Historically, indoor long-track facilities that have been built solely to host Olympic speed-skating events have faced significant revenue and operations challenges post-Games because of their size. The Oval is different in that it continues to enrich its community as an everyday sports and wellness center and venue for community events.
The International Association for Sports and Leisure Facilities (IAKS) recognized the ingenuity of the Oval by recognizing it as the only North American facility to receive its All-Time Award. This prestigious honor is bestowed upon the world's best sports facilities every half century.

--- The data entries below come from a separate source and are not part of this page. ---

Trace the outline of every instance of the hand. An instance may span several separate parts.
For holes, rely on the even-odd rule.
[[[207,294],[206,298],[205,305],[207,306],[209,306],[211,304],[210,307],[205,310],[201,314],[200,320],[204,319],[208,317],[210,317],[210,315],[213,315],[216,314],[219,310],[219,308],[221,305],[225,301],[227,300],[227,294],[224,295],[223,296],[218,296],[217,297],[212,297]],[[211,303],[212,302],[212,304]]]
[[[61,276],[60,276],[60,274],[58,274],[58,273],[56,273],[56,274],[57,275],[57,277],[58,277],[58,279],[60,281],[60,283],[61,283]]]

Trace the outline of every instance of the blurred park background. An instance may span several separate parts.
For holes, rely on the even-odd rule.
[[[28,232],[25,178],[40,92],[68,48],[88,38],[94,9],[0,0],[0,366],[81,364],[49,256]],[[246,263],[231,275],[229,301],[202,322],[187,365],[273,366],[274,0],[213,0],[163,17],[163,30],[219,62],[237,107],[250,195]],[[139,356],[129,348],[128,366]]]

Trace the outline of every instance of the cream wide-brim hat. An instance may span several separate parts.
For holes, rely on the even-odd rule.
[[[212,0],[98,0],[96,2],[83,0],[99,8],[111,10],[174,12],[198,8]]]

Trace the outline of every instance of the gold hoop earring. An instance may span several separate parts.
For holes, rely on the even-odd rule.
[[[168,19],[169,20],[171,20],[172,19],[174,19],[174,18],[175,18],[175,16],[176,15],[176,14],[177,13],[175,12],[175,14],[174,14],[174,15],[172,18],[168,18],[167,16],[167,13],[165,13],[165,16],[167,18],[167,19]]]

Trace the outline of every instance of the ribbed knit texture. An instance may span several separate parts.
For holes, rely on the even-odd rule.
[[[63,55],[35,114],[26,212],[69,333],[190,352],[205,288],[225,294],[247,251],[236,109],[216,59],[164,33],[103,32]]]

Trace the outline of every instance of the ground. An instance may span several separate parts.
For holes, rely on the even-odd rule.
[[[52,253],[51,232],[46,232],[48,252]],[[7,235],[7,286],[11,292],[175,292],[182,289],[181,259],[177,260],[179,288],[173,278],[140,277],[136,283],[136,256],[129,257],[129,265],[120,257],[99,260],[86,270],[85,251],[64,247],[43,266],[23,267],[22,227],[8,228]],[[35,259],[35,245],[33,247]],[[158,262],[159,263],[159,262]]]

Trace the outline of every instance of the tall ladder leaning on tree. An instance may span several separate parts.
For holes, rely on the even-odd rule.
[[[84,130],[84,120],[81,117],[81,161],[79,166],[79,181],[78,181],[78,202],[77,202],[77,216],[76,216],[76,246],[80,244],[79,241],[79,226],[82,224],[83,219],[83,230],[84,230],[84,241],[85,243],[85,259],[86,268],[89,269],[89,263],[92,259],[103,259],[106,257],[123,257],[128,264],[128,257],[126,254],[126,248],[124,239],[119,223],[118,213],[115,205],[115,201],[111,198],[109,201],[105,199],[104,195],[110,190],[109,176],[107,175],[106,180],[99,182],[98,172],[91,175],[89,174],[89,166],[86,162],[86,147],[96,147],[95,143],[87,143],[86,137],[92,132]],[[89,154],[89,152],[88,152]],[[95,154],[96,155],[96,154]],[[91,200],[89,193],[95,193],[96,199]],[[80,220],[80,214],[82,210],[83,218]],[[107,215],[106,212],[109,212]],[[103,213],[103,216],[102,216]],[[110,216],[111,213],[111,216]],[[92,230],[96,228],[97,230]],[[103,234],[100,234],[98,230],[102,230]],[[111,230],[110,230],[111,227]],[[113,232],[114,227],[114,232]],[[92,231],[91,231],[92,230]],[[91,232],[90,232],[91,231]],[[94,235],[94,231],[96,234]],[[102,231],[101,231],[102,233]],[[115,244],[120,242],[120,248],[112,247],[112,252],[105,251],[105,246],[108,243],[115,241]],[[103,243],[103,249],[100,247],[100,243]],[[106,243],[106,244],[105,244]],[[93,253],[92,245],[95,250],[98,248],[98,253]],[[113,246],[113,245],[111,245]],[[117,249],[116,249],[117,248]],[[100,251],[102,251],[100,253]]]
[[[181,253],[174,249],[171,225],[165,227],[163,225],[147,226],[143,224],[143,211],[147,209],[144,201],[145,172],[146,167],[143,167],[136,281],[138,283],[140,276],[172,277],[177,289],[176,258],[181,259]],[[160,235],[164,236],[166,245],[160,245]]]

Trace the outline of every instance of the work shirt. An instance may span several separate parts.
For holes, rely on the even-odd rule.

I don’t think this is anything close to an overstatement. This building has no equal anywhere in the world. No building in Olympic history looks anything like this and will do anything like this.John Furlong CEO, Vancouver Olympic Games
During the Olympic Games, the venue offered a 400-meter speed-skating track and 8,000 seats for spectators along with a fitness center, athlete testing area, cardiovascular rehabilitation center, wellness center, sports medicine center and concessions areas. The building was widely referred to as the "crown jewel" of the Games for its iconic design and first-of-its-kind plan for long-term use.
Now, as a regional community recreation center, the dynamic facility offers three floors of flexible space, allowing for combined sports, recreation and community uses simultaneously. It's common to see a hockey game and skating lessons at one end, an international fencing tournament at the other, and numerous other activities unfolding in between: basketball, volleyball, weights, yoga, climbing, ping pong and more.
The Oval’s level of program convertibility and multi-sport use is unprecedented in high-performance sport buildings. The main activity space allows ice sports to co-exist with other sports or community uses simultaneously and the facility can revert to a speed-skating oval as needed.
The building also features one of the largest wood roof spans in the world, spanning six football fields. It was fabricated with wood salvaged from pine beetle-killed forests. Normally, these insects are vital players in the lifecycle of forests. But, with climate change causing the population to explode, millions of acres of pine forests are being destroyed. The building's entire interior ceiling uses this wood.
The roof is just one of numerous sustainable design features the Oval brings to bear, earning LEED Silver and generating operational cost savings across its lifespan.